In Times of Great Pain

Today I write with a heavy heart, because two persons I love very much are separating. They have three young children and feel as if their world has imploded. Every time I think about them, I feel a profound sadness wash over me as if for a brief moment I am living their lives.

It is at moments like this that I feel the deepest connection with all of you going through a divorce. Yes, I write about it, I think about it, it is my daily work. Yet, still, there is a separateness when I am in my head. All of a sudden, upon getting that phone call from these two people I love so much, I am fully in my heart. I feel the pain and loss and terrible grief that overwhelms them, these same feelings that have probably overwhelmed you as well.
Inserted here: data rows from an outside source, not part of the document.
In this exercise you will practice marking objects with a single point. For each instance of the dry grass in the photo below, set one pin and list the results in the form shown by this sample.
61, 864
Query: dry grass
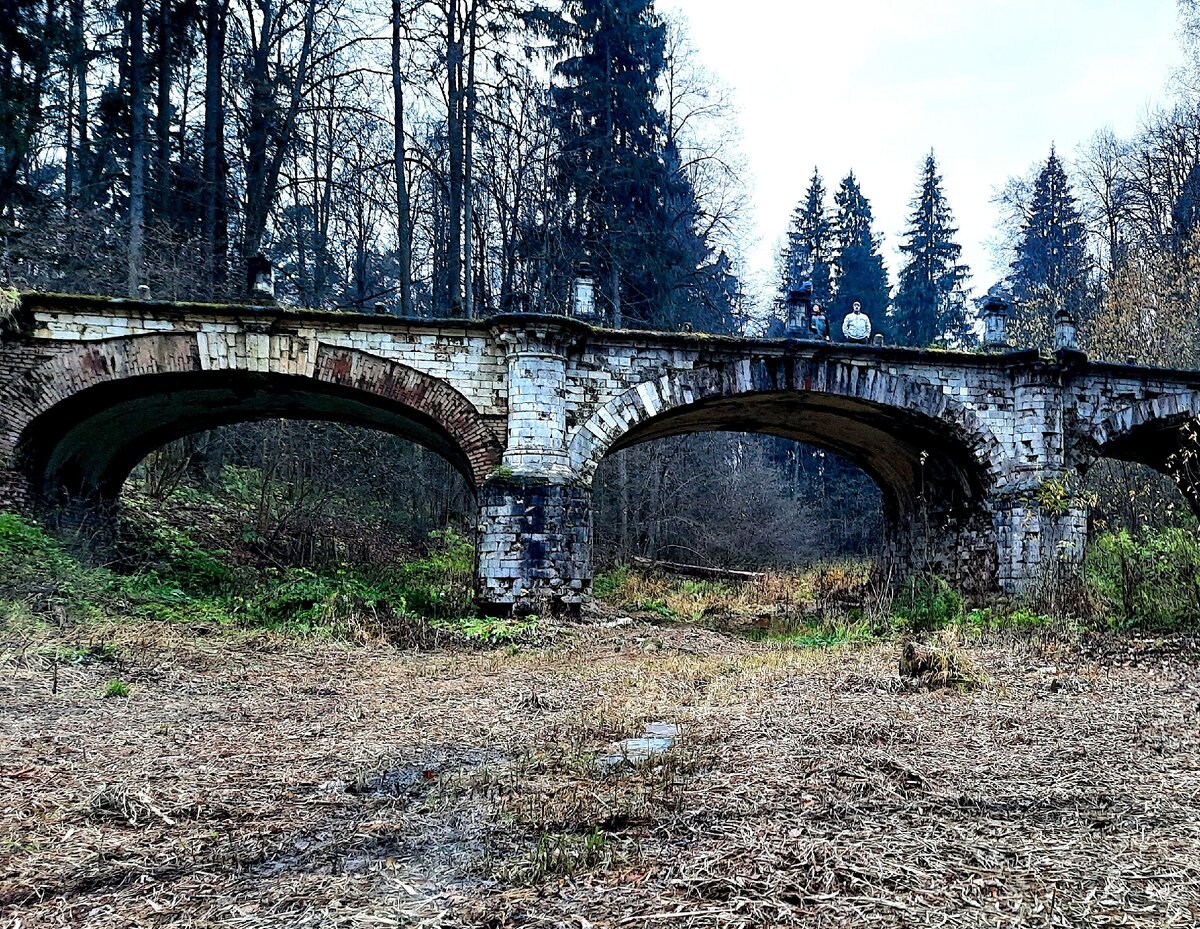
816, 589
273, 783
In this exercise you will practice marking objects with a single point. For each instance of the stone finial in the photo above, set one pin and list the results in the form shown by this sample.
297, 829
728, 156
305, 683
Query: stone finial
799, 311
261, 277
1066, 331
994, 312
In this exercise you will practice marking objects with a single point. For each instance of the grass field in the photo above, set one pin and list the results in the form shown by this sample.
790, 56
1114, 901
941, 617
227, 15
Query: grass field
166, 774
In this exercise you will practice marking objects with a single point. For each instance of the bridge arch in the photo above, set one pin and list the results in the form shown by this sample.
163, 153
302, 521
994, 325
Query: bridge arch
916, 442
1152, 432
96, 409
1147, 431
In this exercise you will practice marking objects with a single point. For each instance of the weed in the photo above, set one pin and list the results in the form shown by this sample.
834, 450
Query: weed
563, 853
117, 689
927, 603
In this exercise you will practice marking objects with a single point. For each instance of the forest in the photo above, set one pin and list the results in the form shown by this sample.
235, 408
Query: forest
466, 157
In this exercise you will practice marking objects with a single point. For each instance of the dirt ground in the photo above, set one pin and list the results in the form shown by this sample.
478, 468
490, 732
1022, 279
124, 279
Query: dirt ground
269, 781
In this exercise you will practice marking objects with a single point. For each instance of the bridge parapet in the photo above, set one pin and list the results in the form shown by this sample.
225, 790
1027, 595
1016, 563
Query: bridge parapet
963, 445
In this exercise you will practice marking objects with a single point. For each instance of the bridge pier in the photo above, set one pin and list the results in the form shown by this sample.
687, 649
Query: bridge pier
13, 490
1037, 540
534, 544
534, 514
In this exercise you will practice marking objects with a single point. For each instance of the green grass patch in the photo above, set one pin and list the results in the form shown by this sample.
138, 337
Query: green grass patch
424, 600
117, 689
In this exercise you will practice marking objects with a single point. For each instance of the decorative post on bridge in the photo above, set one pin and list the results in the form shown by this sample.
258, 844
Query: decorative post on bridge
995, 321
799, 312
534, 515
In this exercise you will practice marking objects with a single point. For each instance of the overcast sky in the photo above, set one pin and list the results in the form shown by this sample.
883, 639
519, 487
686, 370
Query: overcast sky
871, 85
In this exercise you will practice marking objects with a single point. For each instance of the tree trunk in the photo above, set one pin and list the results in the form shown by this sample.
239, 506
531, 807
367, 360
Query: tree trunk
137, 145
454, 137
403, 217
467, 205
215, 217
162, 117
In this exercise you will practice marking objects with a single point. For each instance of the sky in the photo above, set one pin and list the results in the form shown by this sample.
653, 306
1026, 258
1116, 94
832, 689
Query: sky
873, 85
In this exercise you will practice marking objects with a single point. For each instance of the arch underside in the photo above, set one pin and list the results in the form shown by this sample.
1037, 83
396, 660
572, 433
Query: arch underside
916, 461
1162, 444
87, 444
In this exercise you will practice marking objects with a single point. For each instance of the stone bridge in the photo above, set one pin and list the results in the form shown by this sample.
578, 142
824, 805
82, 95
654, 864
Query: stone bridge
972, 453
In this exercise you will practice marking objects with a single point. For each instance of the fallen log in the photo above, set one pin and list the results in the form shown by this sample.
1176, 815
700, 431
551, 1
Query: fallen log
695, 570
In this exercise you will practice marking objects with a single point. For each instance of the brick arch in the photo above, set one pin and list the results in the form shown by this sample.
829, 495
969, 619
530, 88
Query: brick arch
679, 389
83, 378
1125, 426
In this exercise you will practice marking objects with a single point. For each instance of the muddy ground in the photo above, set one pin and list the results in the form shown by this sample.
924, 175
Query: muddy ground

I know what you are going through and how awful it can be, but the best way I can help is not to join you in your pain but to tell you what good can come of this. In the words of David Whyte, there is an “internal dismemberment” that each of us has to go through at some point in our life – to change, to grow and to move on to a new stage of life. You are “clearing out of your own way” to make space for what’s to come. It is precisely when you are in this place where you don’t have control and feel the most vulnerable that you are most yourself.

What I want to say to you and my two beloved friends is this: This is not a place of weakness. This is your chance to examine yourself and find what’s truly important for your own life. In times of great pain, there is always great opportunity… so as much as you can, accept the process, go into it and learn what you are there to learn.